# HD SAE30 oil in Lawn Tractor



## noupjgm

Will using HD SAE30 oil in my 14HP tractor engine cause harm, the manual says to use SAE30?


----------



## Basementgeek

Hi and welcome to TSF

"HD" probably just means heavy duty, which means nothing to me. It is still SAE30.
It is no different, so use it.

BG


----------



## MPR

According to Castrol, their HD oil is "a premium monograde oil that is engineered for greater protection from thermal breakdown." In some engines that run hot the manufacturer might recommend HD oil but if normal oil is recommended you can use either.


----------



## Basementgeek

Any good name oil should be fine, none of this discount store junk.

I don't care what the owners manual says, I always straight 30 weight in all my small engines.

BG


----------



## MPR

I just use whatever oil is left over from filling the cars and trucks in the small engines around here, usually it's 10W-30. It doesn't seem to hurt anything -- one of the riding mowers is 30 years old and still starts on the first pull (it's always been so easy to start that I never bothered replacing the battery).


----------



## Basementgeek

Glad it works for you MPR, but I don't recommend it for a riding mower unless you are cutting grass when it is below freezing.

I just changed the oil in an old snow blower and it got straight 30.

BG


----------



## MPR

Looking at a couple of manuals, I see that my John Deere (20 HP) manual doesn't recommend any single-viscosity oil -- 10W-30 is best for the temps around here.



OMGX21821_C6

My Troy-Bilt (208 cc) manual says the same thing -- 10W-30 from -20 to 40 C.

Go with your manual's recommendations at oil change but don't be afraid to use the oil you use in your car to top off your mower, etc. later on.


----------



## Basementgeek

OK, call me old school, we all ways used 30

I found this B&S FAQ's:



> •SAE 30 40° F and higher (5° C and higher) is good for all purpose use above 40° F, use below 40° F will cause hard starting.

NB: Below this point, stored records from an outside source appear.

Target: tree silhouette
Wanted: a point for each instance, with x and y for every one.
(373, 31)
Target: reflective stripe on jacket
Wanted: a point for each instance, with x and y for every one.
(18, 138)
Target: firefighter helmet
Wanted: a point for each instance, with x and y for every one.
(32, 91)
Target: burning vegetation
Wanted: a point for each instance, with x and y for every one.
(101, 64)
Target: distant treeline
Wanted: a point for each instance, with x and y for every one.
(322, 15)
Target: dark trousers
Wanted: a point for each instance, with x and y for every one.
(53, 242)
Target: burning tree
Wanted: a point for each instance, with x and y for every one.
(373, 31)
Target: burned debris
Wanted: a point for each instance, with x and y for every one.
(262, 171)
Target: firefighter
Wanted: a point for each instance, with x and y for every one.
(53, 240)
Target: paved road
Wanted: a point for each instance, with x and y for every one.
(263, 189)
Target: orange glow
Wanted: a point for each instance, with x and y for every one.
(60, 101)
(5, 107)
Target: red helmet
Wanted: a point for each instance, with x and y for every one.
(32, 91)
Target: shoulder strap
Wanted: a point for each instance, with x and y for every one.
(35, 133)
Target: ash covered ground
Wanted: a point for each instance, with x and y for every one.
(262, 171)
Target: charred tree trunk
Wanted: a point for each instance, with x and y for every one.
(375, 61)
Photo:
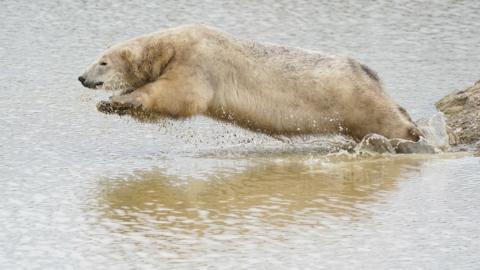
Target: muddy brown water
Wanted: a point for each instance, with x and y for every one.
(83, 190)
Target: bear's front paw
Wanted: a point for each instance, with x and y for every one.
(111, 107)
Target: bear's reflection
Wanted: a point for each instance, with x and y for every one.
(268, 193)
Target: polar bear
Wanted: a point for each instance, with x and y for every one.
(196, 69)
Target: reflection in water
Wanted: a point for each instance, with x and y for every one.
(312, 192)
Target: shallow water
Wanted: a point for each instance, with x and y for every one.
(85, 190)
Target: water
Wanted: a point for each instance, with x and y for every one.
(85, 190)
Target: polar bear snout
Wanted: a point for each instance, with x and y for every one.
(89, 84)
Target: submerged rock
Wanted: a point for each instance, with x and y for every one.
(374, 143)
(462, 110)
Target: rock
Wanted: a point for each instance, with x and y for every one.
(407, 147)
(462, 110)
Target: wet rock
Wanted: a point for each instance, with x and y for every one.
(462, 110)
(374, 143)
(435, 131)
(407, 147)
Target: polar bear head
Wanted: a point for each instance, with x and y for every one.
(128, 65)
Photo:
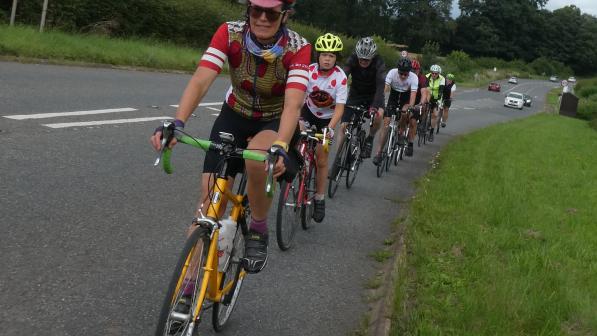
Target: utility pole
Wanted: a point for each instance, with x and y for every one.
(43, 16)
(13, 12)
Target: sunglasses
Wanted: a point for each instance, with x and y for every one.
(271, 15)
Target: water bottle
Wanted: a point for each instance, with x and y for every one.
(225, 242)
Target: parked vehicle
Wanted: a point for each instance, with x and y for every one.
(514, 99)
(493, 86)
(527, 100)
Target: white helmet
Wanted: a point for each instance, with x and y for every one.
(436, 68)
(366, 48)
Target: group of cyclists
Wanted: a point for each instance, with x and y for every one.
(276, 90)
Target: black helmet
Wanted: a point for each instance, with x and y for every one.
(404, 65)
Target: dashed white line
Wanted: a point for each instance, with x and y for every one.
(204, 104)
(68, 114)
(103, 122)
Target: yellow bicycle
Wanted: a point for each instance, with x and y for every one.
(203, 278)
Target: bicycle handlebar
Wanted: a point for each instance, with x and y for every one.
(170, 132)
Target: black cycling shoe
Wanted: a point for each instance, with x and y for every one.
(366, 152)
(377, 159)
(409, 150)
(255, 252)
(319, 211)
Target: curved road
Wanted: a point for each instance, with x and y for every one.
(91, 230)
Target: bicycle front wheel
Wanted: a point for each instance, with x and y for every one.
(176, 315)
(288, 214)
(233, 279)
(308, 196)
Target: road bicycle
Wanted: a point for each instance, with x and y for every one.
(201, 279)
(348, 157)
(296, 197)
(424, 125)
(392, 149)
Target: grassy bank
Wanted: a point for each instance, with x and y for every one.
(503, 235)
(26, 42)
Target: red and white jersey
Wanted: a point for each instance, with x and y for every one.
(325, 91)
(258, 86)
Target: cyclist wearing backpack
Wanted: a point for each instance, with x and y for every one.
(367, 69)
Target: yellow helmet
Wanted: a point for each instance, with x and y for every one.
(328, 43)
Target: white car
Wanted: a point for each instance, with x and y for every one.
(514, 99)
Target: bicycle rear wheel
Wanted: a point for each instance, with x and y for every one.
(288, 214)
(233, 277)
(308, 197)
(338, 167)
(184, 288)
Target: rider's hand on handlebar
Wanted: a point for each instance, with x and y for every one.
(157, 139)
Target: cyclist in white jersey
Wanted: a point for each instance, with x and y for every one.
(402, 84)
(327, 92)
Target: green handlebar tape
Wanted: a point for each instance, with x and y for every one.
(166, 160)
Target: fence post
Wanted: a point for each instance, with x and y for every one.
(43, 16)
(13, 12)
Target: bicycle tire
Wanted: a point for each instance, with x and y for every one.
(355, 158)
(287, 214)
(198, 241)
(309, 197)
(223, 309)
(337, 168)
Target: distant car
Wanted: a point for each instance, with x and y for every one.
(527, 100)
(514, 99)
(493, 86)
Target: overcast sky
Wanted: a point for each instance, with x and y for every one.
(586, 6)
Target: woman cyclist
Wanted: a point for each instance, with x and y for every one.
(268, 66)
(326, 95)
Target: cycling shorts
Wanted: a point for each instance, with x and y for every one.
(396, 101)
(313, 120)
(241, 128)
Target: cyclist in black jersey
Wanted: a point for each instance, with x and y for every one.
(367, 69)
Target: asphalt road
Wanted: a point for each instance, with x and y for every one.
(90, 230)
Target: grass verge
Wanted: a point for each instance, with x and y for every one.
(28, 43)
(503, 234)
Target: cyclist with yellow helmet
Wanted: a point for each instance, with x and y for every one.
(327, 92)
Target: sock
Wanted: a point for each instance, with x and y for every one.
(259, 226)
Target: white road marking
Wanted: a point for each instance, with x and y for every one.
(104, 122)
(203, 104)
(68, 114)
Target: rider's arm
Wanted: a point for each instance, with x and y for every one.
(194, 92)
(210, 66)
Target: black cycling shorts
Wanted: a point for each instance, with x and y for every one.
(395, 102)
(313, 120)
(241, 128)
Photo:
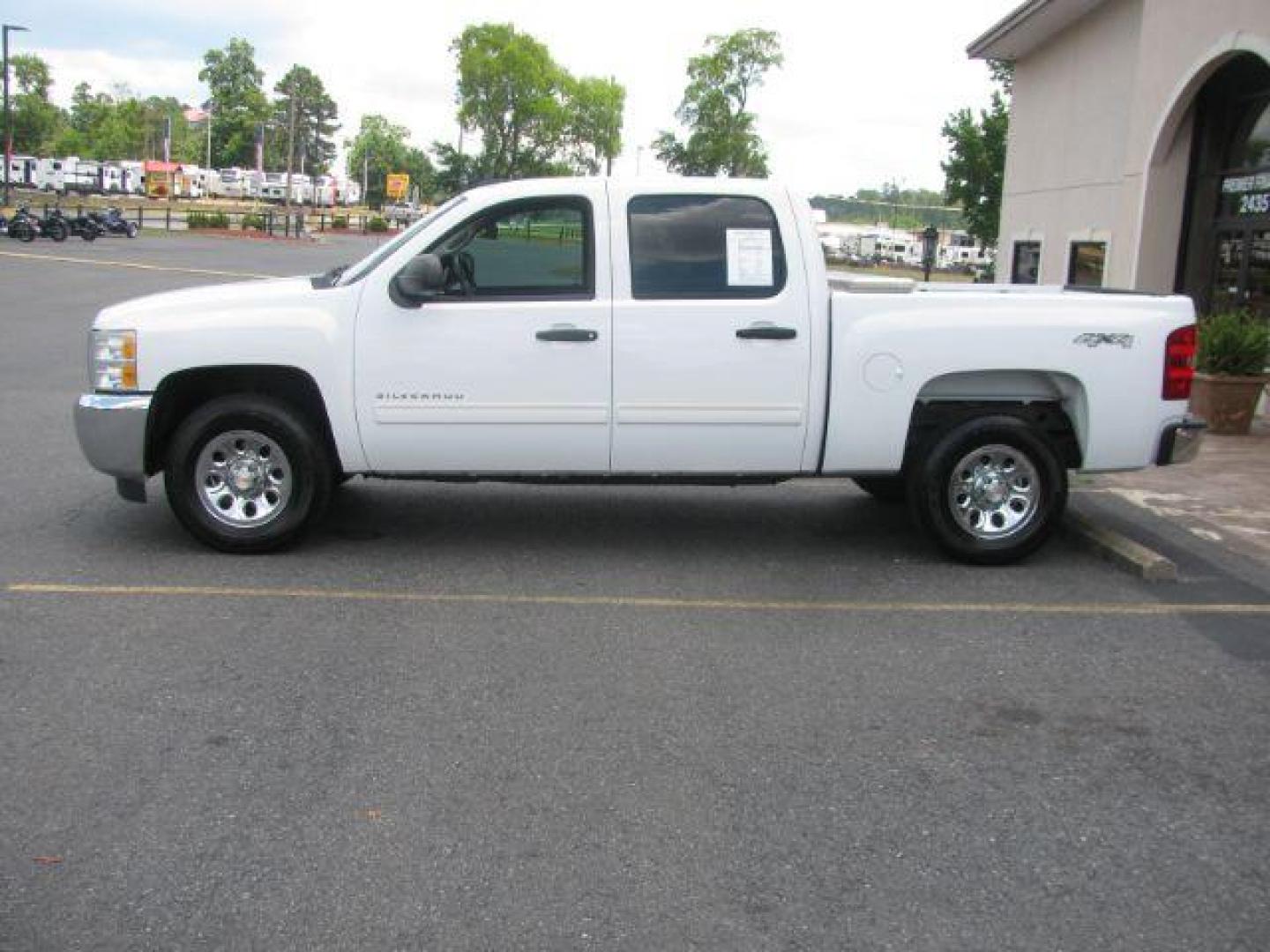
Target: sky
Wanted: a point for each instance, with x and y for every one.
(859, 101)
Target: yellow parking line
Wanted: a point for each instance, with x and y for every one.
(727, 605)
(136, 265)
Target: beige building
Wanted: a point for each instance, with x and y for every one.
(1139, 146)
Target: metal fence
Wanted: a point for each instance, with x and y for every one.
(265, 221)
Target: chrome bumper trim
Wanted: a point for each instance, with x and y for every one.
(1180, 442)
(112, 433)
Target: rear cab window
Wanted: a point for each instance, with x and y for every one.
(704, 247)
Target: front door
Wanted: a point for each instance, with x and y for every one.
(510, 369)
(710, 334)
(1241, 271)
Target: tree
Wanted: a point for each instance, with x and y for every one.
(315, 122)
(239, 103)
(533, 115)
(721, 138)
(455, 170)
(381, 147)
(594, 127)
(975, 170)
(512, 93)
(36, 121)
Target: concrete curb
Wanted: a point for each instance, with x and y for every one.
(1132, 556)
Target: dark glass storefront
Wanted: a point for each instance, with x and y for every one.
(1226, 247)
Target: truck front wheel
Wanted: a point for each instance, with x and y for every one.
(247, 473)
(990, 492)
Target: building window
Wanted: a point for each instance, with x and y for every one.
(1086, 264)
(1025, 268)
(704, 247)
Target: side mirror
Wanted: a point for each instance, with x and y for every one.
(419, 282)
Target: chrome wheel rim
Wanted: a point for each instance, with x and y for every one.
(244, 479)
(993, 492)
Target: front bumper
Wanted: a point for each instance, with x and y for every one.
(1180, 442)
(112, 433)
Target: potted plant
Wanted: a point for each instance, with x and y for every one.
(1231, 369)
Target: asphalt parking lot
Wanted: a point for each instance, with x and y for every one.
(482, 716)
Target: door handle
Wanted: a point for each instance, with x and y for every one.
(577, 335)
(766, 331)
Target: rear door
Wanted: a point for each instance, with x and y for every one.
(710, 331)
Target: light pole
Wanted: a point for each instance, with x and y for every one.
(8, 115)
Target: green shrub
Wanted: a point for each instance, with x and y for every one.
(207, 219)
(1233, 344)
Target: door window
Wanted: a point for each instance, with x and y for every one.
(1086, 264)
(1027, 264)
(704, 247)
(1227, 270)
(526, 249)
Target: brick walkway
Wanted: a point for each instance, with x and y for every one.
(1222, 496)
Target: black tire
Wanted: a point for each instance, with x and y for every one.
(885, 489)
(1013, 461)
(303, 452)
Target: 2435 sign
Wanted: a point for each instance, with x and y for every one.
(1255, 205)
(1246, 195)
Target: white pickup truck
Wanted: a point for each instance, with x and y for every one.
(592, 331)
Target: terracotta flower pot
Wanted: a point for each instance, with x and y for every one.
(1227, 403)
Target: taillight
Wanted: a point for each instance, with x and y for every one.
(1180, 363)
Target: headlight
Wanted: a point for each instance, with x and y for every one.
(113, 360)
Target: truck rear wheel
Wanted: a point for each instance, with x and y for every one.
(247, 473)
(990, 492)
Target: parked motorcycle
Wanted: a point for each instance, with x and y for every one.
(23, 227)
(113, 222)
(80, 225)
(54, 225)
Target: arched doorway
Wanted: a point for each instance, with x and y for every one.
(1224, 256)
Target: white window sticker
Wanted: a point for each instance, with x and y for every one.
(750, 258)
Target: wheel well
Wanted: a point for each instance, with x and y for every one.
(182, 392)
(932, 419)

I am sure 10W30 will work fine, as long as it clean.

BG


----------



## k2skier

All Jap engines and the OHV Kohler's all recommend 10-30. The Generac V-twin, which is nothing more than a Vanguard B&S, takes 10-30 while the B&S takes 30w. It all depends on temperature and whether or not it has a heavy constant load.


----------



## 2and4StrokeTech

"HD" stands for High Detergent
"ND" stands for Non-Detergent

Yes HD SAE30 is perfectly fine to use in your mower.

When a manufacturer specifies SAE30 the "HD" is implied, as compared to an "ND" oil that cannot be used be used in a modern engine. If an "ND" oil is recommended the manufacturer will specify "ND" (as in many pressure washer pumps). 
Hope this helped


----------



## sawsaw

The manuals I have, some dating back a few years, show to select a multi-viscosity oil for colder temps. For instance, my Snowblower is 5w-30 below 20º. It seems logical to determine which oil to use, accordingly.


----------